Redondo Beach City Council rejects proposed cuts to Harbor Patrol staffing and hours

City Council members did not support a 33 percent cut to Harbor Patrol staffing and hours as part of the Fiscal Year 2020-2021 budget, but supported directing staff to explore potential partnerships with Los Angeles County to reduce costs.

REDONDO BEACH—The Redondo Beach City Council rejected a decision package in the city’s Fiscal Year 2020-2021 budget that would have cut Harbor Patrol hours and staffing by one-third.

Decision Package No. 29, as initially proposed, would have eliminated one-third of the staffing in the Harbor Patrol Division, reduced the hours by one-third, and reduced Harbor Tidelands Fund allocations by $543,742.

“I am totally opposed to decision package 29, again that’s not a want to have, it’s a have to have, public safety is number one,” Mayor Bill Brand said at the June 16 City Council meeting.

City Council members at the June 16 City Council meeting modified the decision package to reinstate the allocation of $543,742 to the Harbor Tidelands Fund, direct staff to explore a partnership program with Los Angeles County Lifeguards to reduce costs and direct staff to explore relocation of the police boat from Basin 3 to a safer location in Mole B. The modification passed as part of the overall budget approval in a 4-1 vote.

Harbor Patrol currently operates 24-hours a day, seven days a week, with officers working in pairs, a boat captain and deckhand, at Fire Station 3 on King Harbor. Redondo Beach Baywatch, which falls under the Los Angeles County Fire Department Lifeguard Division, also operates out of Fire Station 3.

City staff had presented three options to address the proposed reduction in hours and staffing. Option one suggested eliminating staffing during nighttime hours and creating an agreement with the county lifeguard unit to provide marine response during off hours.

Option two suggested staffing officers for 24 hours around the clock for four consecutive days, and then having two consecutive dark days. Option two also suggested a similar agreement with county lifeguards to cover the 48 hours Harbor Patrol was out of service.

Option three suggested staffing the unit with a single boat captain every day, around the clock, and reassigning the harbor patrol officers to vacant paramedic/firefighter positions at Fire Station 1. Those officers would then join the boat captain in responding if a Harbor Patrol call came in. Staff acknowledged this would result in a delayed response.

Several council members expressed they did not support the cuts but supported looking at ways to synergize Harbor Patrol operations with other departments, including Baywatch, to find ways to reduce costs and the overall deficit.

“Rather than bleeding funds, looking towards synergies with LA County,” Councilmember Nils Nehrenheim said at the June 16 meeting.

The Harbor Commission also did not support the cuts, voting on June 1 – with one dissenting vote – to oppose decision package 29.

Opposition was also received from local boaters.

“I strongly oppose any cuts to the Harbor Patrol that are not in line with other departments. This is a life safety issue and would create a huge liability to the City,” an e-comment from the June 11 Budget & Finance Commission meeting stated.

“It is shocking that this is even being considered as our Harbor Patrol is necessary for safe boating in Redondo Beach,” former Harbor Commissioner Kari Keidser said in a submitted comment during the budget public hearing on June 16. “To suggest eliminating one-third of the staffing and service hours when other departments not relating to safety are being reduced by only 15 percent.”

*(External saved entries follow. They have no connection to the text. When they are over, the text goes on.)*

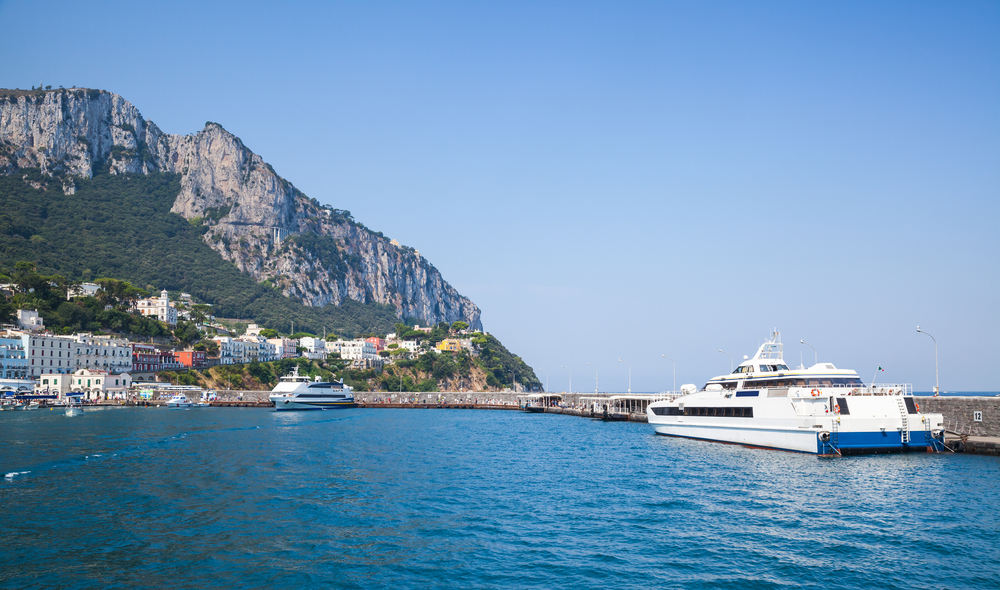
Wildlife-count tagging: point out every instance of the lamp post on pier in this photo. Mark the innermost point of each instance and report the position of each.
(596, 375)
(675, 371)
(815, 354)
(936, 382)
(629, 375)
(730, 360)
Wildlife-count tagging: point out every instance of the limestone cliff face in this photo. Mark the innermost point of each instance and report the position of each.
(256, 219)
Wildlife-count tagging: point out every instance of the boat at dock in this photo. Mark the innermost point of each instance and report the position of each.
(298, 392)
(179, 401)
(821, 409)
(537, 402)
(73, 405)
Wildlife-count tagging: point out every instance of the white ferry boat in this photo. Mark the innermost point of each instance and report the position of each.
(179, 401)
(822, 410)
(297, 392)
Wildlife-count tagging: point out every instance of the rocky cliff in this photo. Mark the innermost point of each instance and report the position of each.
(256, 219)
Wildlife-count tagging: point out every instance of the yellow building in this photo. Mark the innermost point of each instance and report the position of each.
(449, 345)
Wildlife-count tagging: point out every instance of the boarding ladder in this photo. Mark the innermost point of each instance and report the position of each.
(933, 443)
(904, 433)
(835, 435)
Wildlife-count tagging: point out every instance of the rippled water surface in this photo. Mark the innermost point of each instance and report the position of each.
(247, 498)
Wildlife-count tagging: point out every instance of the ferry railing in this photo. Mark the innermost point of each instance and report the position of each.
(840, 389)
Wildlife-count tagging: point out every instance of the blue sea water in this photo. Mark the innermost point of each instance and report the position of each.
(368, 498)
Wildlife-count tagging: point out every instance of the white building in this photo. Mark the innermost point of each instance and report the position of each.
(160, 308)
(101, 384)
(54, 384)
(259, 349)
(356, 350)
(284, 348)
(233, 351)
(316, 348)
(29, 320)
(103, 352)
(49, 354)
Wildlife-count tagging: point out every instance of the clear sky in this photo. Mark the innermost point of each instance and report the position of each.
(613, 179)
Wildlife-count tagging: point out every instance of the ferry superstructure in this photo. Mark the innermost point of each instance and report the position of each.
(821, 409)
(298, 392)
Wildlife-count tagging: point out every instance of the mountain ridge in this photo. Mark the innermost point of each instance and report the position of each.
(253, 217)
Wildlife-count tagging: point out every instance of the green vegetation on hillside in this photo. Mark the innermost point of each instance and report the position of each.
(109, 311)
(121, 226)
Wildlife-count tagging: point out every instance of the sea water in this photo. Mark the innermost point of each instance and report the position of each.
(366, 498)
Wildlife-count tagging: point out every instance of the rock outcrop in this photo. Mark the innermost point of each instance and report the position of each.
(256, 219)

The Harbor Patrol Unit has been in existence in various iterations since before 1970 and provided under the authority of several departments over the years including the Harbor Department (now the Waterfront and Economic Development Department), police department and most recently the fire department.

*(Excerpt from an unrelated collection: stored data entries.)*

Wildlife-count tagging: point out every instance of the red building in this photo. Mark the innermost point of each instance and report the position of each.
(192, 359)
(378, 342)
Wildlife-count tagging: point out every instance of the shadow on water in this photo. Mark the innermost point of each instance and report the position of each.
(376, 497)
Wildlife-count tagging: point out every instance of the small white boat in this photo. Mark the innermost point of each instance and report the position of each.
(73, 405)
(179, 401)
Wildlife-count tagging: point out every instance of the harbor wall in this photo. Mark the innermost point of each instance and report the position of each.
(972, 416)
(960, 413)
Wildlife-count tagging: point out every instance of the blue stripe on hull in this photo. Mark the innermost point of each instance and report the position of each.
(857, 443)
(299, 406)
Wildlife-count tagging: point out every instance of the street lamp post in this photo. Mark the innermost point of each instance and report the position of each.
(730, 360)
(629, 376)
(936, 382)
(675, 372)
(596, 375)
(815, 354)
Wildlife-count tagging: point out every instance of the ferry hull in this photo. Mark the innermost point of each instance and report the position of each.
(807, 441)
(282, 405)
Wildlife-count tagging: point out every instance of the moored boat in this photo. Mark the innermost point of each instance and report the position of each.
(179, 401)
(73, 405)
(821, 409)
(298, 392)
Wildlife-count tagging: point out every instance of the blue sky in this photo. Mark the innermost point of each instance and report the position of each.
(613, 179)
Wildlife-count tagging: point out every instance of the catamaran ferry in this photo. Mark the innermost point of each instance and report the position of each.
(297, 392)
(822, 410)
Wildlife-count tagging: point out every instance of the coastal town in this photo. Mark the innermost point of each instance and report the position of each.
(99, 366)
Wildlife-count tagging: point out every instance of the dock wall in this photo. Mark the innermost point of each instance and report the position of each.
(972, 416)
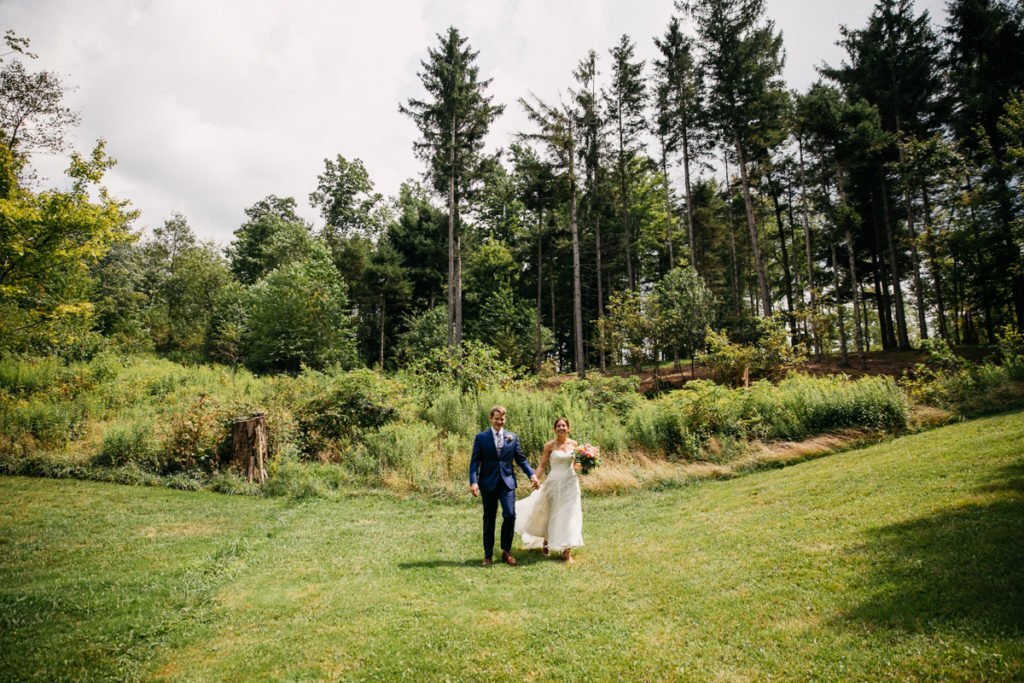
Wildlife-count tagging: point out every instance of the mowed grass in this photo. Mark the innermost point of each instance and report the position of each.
(904, 560)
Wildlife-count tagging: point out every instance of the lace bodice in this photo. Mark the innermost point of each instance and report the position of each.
(561, 462)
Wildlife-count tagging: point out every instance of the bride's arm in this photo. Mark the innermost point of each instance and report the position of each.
(544, 460)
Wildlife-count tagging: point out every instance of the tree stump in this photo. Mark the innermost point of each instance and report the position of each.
(249, 445)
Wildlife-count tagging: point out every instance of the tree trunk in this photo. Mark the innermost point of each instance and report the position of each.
(600, 296)
(903, 342)
(668, 206)
(785, 257)
(919, 287)
(458, 278)
(854, 282)
(577, 298)
(624, 205)
(382, 334)
(755, 242)
(734, 256)
(249, 446)
(839, 308)
(882, 285)
(812, 293)
(540, 283)
(452, 245)
(689, 197)
(934, 264)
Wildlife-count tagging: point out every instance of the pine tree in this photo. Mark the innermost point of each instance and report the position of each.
(742, 55)
(625, 109)
(454, 122)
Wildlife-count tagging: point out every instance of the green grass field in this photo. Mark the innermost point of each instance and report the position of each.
(903, 561)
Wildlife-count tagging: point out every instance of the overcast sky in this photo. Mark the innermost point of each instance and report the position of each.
(210, 105)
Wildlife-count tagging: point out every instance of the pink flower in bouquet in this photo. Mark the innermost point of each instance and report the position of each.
(588, 456)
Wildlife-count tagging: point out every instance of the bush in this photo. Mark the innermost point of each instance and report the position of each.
(620, 394)
(198, 436)
(44, 422)
(410, 450)
(288, 476)
(471, 369)
(1011, 346)
(129, 444)
(351, 403)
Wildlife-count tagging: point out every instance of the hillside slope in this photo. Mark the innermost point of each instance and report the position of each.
(902, 560)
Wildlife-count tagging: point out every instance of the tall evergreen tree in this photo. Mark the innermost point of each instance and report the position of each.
(559, 130)
(679, 73)
(742, 55)
(625, 101)
(454, 122)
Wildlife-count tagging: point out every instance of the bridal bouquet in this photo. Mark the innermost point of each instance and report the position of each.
(588, 456)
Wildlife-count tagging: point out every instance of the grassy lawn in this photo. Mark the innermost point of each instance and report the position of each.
(904, 560)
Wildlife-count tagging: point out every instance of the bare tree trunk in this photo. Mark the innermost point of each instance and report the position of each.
(807, 242)
(854, 282)
(839, 308)
(882, 285)
(452, 245)
(458, 279)
(689, 196)
(919, 287)
(785, 256)
(249, 446)
(577, 297)
(933, 259)
(736, 297)
(540, 283)
(382, 334)
(668, 206)
(755, 242)
(600, 295)
(903, 342)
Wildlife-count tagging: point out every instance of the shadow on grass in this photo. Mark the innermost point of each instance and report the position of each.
(523, 558)
(962, 566)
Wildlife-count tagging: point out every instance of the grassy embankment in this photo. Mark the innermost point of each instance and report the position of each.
(150, 421)
(903, 560)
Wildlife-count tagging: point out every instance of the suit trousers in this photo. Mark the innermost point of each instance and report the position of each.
(492, 499)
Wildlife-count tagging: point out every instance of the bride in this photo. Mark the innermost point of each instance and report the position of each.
(551, 517)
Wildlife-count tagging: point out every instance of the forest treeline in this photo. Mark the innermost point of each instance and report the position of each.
(652, 201)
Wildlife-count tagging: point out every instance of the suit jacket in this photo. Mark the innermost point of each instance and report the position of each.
(488, 466)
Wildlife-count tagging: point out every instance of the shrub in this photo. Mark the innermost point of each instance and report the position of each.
(352, 402)
(1011, 346)
(615, 393)
(129, 444)
(198, 436)
(410, 450)
(288, 476)
(26, 376)
(47, 423)
(472, 368)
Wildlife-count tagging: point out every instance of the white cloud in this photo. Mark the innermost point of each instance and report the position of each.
(211, 105)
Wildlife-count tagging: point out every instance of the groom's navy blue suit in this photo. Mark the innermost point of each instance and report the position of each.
(492, 469)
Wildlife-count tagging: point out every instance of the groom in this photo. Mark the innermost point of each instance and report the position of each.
(493, 478)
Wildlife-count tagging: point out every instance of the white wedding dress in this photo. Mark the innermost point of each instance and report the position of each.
(553, 511)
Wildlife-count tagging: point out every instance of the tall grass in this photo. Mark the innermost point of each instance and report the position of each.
(165, 419)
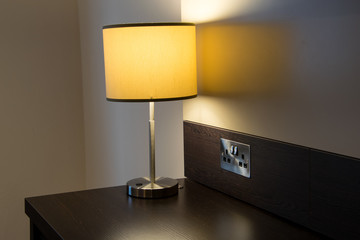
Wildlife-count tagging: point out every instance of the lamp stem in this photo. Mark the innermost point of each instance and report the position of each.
(152, 142)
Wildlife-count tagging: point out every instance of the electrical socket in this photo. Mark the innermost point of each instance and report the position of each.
(235, 157)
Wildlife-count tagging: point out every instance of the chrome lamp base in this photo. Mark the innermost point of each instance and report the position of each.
(143, 188)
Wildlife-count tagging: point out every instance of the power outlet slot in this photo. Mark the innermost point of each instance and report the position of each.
(235, 157)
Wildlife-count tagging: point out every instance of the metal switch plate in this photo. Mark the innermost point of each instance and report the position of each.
(235, 157)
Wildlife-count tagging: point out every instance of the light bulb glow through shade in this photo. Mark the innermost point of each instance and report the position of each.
(150, 62)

Up until about 1999, the unit typically operated from 6 a.m. to 2 a.m. during the summer months and less in the winter months. In 1999, the Harbor Patrol Unit was fully incorporated in the fire department and transitioned to a 24-hour service operation.

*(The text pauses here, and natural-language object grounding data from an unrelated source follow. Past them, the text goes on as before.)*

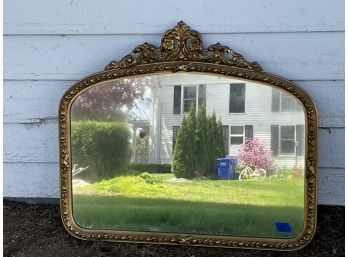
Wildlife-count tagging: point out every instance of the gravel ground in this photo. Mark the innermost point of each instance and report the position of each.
(36, 230)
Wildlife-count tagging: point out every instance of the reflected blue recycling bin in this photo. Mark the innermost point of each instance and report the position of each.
(226, 167)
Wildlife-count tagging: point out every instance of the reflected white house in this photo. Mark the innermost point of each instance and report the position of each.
(246, 110)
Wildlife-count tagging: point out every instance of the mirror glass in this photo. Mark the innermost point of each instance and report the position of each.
(188, 153)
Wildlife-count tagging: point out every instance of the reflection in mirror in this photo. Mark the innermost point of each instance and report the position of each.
(188, 153)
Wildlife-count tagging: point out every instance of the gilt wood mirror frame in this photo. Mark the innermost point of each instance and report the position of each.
(181, 56)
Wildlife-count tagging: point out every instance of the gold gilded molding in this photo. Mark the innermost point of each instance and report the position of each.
(181, 50)
(183, 44)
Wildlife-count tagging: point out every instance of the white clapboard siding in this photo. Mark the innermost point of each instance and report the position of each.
(40, 100)
(50, 44)
(134, 16)
(41, 143)
(39, 180)
(296, 56)
(42, 180)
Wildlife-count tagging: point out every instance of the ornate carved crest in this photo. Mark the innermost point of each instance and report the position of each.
(183, 44)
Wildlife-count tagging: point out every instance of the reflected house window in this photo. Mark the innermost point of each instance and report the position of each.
(239, 133)
(225, 132)
(287, 139)
(186, 95)
(282, 102)
(237, 98)
(189, 98)
(175, 135)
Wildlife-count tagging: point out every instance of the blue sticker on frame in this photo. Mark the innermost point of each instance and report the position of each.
(283, 227)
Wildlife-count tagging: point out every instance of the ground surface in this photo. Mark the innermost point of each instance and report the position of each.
(36, 230)
(160, 202)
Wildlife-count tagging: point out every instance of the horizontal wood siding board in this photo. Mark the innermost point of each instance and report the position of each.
(132, 16)
(291, 55)
(42, 180)
(35, 101)
(41, 143)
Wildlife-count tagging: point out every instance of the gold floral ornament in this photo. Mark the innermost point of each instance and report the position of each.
(183, 44)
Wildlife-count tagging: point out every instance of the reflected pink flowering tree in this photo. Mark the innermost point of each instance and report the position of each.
(254, 153)
(105, 102)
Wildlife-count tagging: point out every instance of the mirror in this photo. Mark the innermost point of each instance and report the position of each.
(203, 158)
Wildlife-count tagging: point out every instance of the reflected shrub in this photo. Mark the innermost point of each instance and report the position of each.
(102, 146)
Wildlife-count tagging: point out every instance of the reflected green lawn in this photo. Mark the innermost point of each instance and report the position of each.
(161, 203)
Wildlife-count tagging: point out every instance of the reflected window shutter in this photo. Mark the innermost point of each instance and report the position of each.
(175, 135)
(201, 94)
(275, 139)
(300, 139)
(177, 100)
(249, 131)
(275, 100)
(225, 132)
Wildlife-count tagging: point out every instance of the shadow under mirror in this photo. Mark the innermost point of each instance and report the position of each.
(190, 154)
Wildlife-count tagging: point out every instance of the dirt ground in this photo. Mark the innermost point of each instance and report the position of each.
(36, 230)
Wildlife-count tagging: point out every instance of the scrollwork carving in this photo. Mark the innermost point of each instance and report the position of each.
(183, 44)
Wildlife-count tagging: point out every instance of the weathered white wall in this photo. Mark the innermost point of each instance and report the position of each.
(50, 44)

In addition to marine response, the Harbor Patrol Unit also responds to landside calls for medical emergencies and fires near the waterfront.

Harbor Patrol Officers do not have authority to makes arrests, carry a firearm, nor the ability to issue citations (with one exception). Those responsibilities fall to the Police Maritime Unit, which was created in 2018.

It is unclear at this point what effect, if any, a partnership or agreement with Los Angeles County Fire Department Lifeguard Division would have on Harbor Patrol operations.